Direct benefit transfers and targeted schemes now provide a degree of financial predictability that the market increasingly fails to ensure. This explains their political centrality. For a large section of voters, welfare is not an add-on—it is foundational to survival.
The Deeper Constraint: Collapse of Capital Formation
Yet welfare operates within limits. It can redistribute existing resources, but it cannot generate new economic capacity.
Here lies the structural concern. Indicators point to a sustained weakening of capital formation within the state. Investment levels have declined significantly over the past decade, and a notable number of firms have shifted their registered bases elsewhere. The ecosystem that once sustained small enterprises—credit access, supply linkages, and market integration—has not been rebuilt at scale.
Without fresh capital and institutional support, MSMEs cannot regenerate as engines of employment. The result is a widening gap between economic need and productive capacity.

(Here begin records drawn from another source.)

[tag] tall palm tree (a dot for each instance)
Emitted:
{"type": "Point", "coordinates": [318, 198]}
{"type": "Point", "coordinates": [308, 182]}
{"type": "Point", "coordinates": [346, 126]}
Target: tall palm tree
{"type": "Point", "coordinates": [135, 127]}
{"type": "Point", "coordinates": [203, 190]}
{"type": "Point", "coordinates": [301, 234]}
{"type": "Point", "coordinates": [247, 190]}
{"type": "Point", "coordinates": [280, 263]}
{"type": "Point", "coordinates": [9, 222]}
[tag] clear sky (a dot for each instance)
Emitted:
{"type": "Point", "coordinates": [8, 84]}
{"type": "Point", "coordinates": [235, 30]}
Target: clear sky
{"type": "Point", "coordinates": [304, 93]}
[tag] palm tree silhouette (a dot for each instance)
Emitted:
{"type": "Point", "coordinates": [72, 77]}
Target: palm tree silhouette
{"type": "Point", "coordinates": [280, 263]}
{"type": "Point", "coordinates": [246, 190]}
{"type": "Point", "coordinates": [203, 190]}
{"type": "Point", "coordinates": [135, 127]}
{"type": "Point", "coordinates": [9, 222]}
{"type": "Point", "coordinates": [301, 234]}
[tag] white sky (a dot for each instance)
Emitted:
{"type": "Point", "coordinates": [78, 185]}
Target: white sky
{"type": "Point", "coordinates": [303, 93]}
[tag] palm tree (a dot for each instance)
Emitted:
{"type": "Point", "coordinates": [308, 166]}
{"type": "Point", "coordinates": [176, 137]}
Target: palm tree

The Migration Feedback Loop
Overlaying this is a long-term demographic shift. Each year, large numbers of students leave the state for higher education and employment opportunities. Even conservative estimates suggest that a substantial proportion does not return.
This creates a reinforcing cycle: weakening employment → increased dependence on welfare → outmigration of skilled youth → erosion of future economic capacity → further pressure on public resources.
What begins as an economic disruption gradually becomes a structural equilibrium.
A Welfare-Dependent Equilibrium
West Bengal thus appears to be transitioning from an employment-driven economy to a welfare-supported one.
This equilibrium is not without value. Welfare schemes have played a critical role in preventing deeper social distress and stabilising consumption at the lower end of the income distribution. In the absence of adequate employment, they provide essential relief.
But they do not rebuild the underlying economic structure.
Reviving that structure requires a different policy thrust: restoring credit flows to micro-enterprises, easing the path to formalisation without imposing disproportionate compliance costs, and creating strong linkages between large industry and small producers. Without such interventions, the productive base of the economy remains constrained.
The Structural Question
The central question, therefore, is not whether welfare should exist—it must. The question is whether it can remain the primary pillar of economic support in the absence of a revived production ecosystem.
For now, welfare fills the vacuum left by a weakened informal economy. But unless that vacuum itself is addressed, Bengal risks settling into a stable but limited equilibrium—where survival is ensured, but growth remains elusive.